On Fri, Oct 18, 2013 at 6:11 PM, Faré fahree@gmail.com wrote:
I'm curious about what happens to string with non-latin1 characters in them: do they cause the loading to abort, or are they interned as string with different lengths depending on the unicode support? (Similarly for latin1 strings that are malformed as utf-8.)

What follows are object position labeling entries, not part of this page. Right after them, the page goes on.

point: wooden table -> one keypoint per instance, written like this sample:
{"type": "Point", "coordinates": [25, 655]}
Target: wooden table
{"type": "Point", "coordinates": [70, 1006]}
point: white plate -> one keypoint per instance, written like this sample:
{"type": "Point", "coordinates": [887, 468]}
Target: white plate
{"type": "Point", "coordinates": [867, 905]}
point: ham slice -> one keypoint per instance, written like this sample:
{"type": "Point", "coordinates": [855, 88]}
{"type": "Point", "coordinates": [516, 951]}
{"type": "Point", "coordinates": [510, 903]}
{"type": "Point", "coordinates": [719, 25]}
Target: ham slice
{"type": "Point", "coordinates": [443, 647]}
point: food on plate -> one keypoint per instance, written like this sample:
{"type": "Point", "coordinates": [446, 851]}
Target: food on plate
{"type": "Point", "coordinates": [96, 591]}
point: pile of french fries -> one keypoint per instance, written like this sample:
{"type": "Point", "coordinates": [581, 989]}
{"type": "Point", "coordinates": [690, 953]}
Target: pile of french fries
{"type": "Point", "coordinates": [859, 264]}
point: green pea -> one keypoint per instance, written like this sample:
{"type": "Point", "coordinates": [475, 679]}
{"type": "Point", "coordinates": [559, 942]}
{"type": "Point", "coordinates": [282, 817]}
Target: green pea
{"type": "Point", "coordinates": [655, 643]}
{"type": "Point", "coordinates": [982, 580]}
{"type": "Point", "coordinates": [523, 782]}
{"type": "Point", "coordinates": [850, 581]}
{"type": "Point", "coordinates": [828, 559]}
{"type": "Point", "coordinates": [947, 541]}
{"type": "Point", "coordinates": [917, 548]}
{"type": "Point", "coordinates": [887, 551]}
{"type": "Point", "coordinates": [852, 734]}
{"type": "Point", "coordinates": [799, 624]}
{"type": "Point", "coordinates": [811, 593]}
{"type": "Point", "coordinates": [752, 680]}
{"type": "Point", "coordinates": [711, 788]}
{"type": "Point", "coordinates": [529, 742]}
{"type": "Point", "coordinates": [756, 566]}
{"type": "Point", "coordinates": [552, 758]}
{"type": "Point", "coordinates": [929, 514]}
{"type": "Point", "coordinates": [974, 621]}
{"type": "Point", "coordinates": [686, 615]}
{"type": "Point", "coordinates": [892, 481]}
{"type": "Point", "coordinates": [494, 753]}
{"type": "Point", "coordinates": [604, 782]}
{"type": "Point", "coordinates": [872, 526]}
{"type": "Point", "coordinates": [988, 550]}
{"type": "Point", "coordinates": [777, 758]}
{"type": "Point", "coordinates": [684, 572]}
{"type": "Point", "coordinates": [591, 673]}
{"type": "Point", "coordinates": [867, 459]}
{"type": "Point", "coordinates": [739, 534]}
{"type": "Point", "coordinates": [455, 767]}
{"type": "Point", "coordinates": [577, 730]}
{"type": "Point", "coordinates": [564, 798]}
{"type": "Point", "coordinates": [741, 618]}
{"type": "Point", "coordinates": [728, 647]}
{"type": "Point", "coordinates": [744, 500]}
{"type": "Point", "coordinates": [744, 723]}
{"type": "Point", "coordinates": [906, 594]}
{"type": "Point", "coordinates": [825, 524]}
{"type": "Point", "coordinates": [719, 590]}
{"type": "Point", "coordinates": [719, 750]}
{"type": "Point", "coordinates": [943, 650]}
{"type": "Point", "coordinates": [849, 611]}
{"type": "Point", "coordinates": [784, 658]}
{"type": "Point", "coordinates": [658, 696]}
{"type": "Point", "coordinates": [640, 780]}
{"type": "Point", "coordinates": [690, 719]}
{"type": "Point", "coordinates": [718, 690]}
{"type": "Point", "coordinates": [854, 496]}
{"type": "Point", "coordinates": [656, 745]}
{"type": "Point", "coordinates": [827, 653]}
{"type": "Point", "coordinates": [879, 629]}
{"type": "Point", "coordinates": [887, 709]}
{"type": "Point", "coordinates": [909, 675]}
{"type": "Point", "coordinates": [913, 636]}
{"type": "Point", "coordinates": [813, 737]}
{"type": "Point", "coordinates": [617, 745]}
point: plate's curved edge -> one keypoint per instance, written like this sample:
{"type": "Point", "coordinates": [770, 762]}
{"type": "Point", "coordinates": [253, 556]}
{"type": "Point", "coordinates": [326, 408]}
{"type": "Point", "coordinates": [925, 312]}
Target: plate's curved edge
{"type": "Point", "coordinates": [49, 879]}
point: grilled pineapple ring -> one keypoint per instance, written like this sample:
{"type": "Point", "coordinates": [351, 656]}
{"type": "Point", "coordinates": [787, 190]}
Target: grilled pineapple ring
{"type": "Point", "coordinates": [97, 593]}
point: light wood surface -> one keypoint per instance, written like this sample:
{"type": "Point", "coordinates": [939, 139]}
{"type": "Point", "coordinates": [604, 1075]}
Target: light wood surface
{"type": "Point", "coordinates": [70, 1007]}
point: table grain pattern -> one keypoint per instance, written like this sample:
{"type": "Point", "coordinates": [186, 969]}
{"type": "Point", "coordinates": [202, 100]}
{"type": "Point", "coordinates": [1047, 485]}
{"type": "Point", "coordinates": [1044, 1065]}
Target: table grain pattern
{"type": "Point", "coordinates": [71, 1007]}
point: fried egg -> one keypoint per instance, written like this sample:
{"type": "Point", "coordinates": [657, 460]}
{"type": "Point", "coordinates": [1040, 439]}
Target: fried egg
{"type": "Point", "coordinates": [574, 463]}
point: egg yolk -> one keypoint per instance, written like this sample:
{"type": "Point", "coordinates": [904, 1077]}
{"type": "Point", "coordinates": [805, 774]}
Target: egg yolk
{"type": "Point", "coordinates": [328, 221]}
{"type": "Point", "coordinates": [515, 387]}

For attached file unicode.lisp:
on Linux:
In mlisp: ======= cl-user> (excl:locale-external-format excl:*locale*) #<external-format :utf8 [(crlf-base-ef :utf8)] @ #x2013f322> cl-user> (load (compile-file "/tmp/unicode.lisp")) ;;; Compiling file /tmp/unicode.lisp ;;; Writing fasl file /tmp/unicode.fasl ;;; Fasl write complete ; Fast loading /tmp/unicode.fasl t cl-user> *ch-string* "选项" cl-user> (aref *ch-string* 0) #\选 cl-user> (aref *ch-string* 1) #\项 cl-user> (char-code (aref *ch-string* 0)) 36873 cl-user> (char-code (aref *ch-string* 1)) 39033 cl-user>
then in alisp8: ============ CL-USER> (excl:locale-external-format excl:*locale*) #<EXTERNAL-FORMAT :LATIN1 [(CRLF-BASE-EF :LATIN1)] @ #x20094152> CL-USER> (load "/tmp/unicode.fasl") ; Fast loading /tmp/unicode.fasl T CL-USER> *ch-string* "??" CL-USER> (aref *ch-string* 0) #? CL-USER> (aref *ch-string* 1) #? CL-USER> (char-code (aref *ch-string* 0)) 63 CL-USER> (char-code (aref *ch-string* 1)) 63 CL-USER> (char-code (aref *ch-string* 2)) ; Evaluation aborted on #<TYPE-ERROR @ #x224ad05a>. CL-USER> (load (compile-file "/tmp/unicode.lisp")) ;;; Compiling file /tmp/unicode.lisp ;;; Writing fasl file /tmp/unicode.fasl ;;; Fasl write complete ; Fast loading /tmp/unicode.fasl T CL-USER> *ch-string* "选项" CL-USER> (aref *ch-string* 0) #\é CL-USER> (aref *ch-string* 1) #%null CL-USER> (aref *ch-string* 2) #%tab CL-USER> (aref *ch-string* 3) #\é CL-USER> (aref *ch-string* 4) #\¡ CL-USER> (aref *ch-string* 5) #\¹ CL-USER> (aref *ch-string* 6) ; Evaluation aborted on #<TYPE-ERROR @ #x220d29f2>. CL-USER> (char-code (aref *ch-string* 0)) 233 CL-USER> (char-code (aref *ch-string* 1)) 128 CL-USER> (char-code (aref *ch-string* 2)) 137 CL-USER> (char-code (aref *ch-string* 3)) 233 CL-USER> (char-code (aref *ch-string* 4)) 161 CL-USER> (char-code (aref *ch-string* 5)) 185
On Windows:
in mlisp: =======
cl-user> (excl:locale-external-format excl:*locale*) #<external-format :|1252| ['(:e-crlf :1252-base)] @ #x202bda2a> cl-user> (load (compile-file "~/genworks/tmp/unicode.lisp" :external-format :utf-8)) ;;; Compiling file C:\Users\dcooper8\genworks\tmp\unicode.lisp ;;; Writing fasl file C:\Users\dcooper8\genworks\tmp\unicode.fasl ;;; Fasl write complete ; Fast loading C:\Users\dcooper8\genworks\tmp\unicode.fasl t
;;; ;;; ;;; ;; The rest is the same as Linux -- but note that on Windows you have to ;; say (compile-file ... :external-format :utf-8), because the default ;; external-format is '(:e-crlf :1252-base) while on Linux it's already ;; (crlf-base-ef :utf8) (at least in my locale). ;;
I'm not sure how to make a latin1 string which is malformed as utf-8.